The Rando at All Your Parties: Is It Fomo or Friendship?
PROBLEM: I have a friend who always assumes she’s invited to casual get-togethers. Like, if some people are discussing a games night, later, she’ll mention that she has a conflict and can’t make it … when she hadn’t even been part of the conversation. It happens a lot — coffee, movie, dinner plans. She always assumes she’s been included. How do I break it to her that it’s fine for people to make plans without her?
KB: I’m going to be the mature one this time and say: Give this particular lonely friend a break. She is obviously desperate to be a part of your merry band of cool kids, and in her delusion, she’s imagined she’s included in everything.

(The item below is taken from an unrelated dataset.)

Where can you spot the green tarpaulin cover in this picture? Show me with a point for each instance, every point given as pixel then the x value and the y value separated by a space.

If you specifically don’t want her at something, don’t mention it in front of her. And if someone does talk about plans and she inserts herself as per the usual, take it as a compliment.
MM: If she’s always around when you’re making plans it’s a sign that you should take these conversations elsewhere (like a WhatsApp group).
But I’m also curious to know — if you don’t like her enough to drop an invitation, how is that she’s always there for the pre-event convo? Maybe your friend group needs to find a cooler hangout spot so you’re harder to stalk. Or gift her a spa coupon as a distraction the next time you meet.
SB: Wait, why are you friends with this girl if you don’t want to invite her anywhere? I’m feeling sympathetic toward her, too. This is one of those times when making someone’s day by letting them feel included (without much required on your end) seems like it’s worth doing. If she’s not really showing up anyway, what’s the issue?
LG: As someone who has DefCon levels of fomo most of the time, I’m thinking maybe your friend already knows, can’t help herself, but then toughens up and makes her excuses as part of her 12-step Fomo Anonymous program. Good on her for staying strong.
But like the others, I’m side-eye-ing your use of the term ‘friend’ here. I know sometimes it’s nice to chill informally and strengthen friendships individually, but then why does it sound like she’s never invited to do so? Before breaking anything to her, maybe consider whether you’ve been the most stand-up friend a girl can have.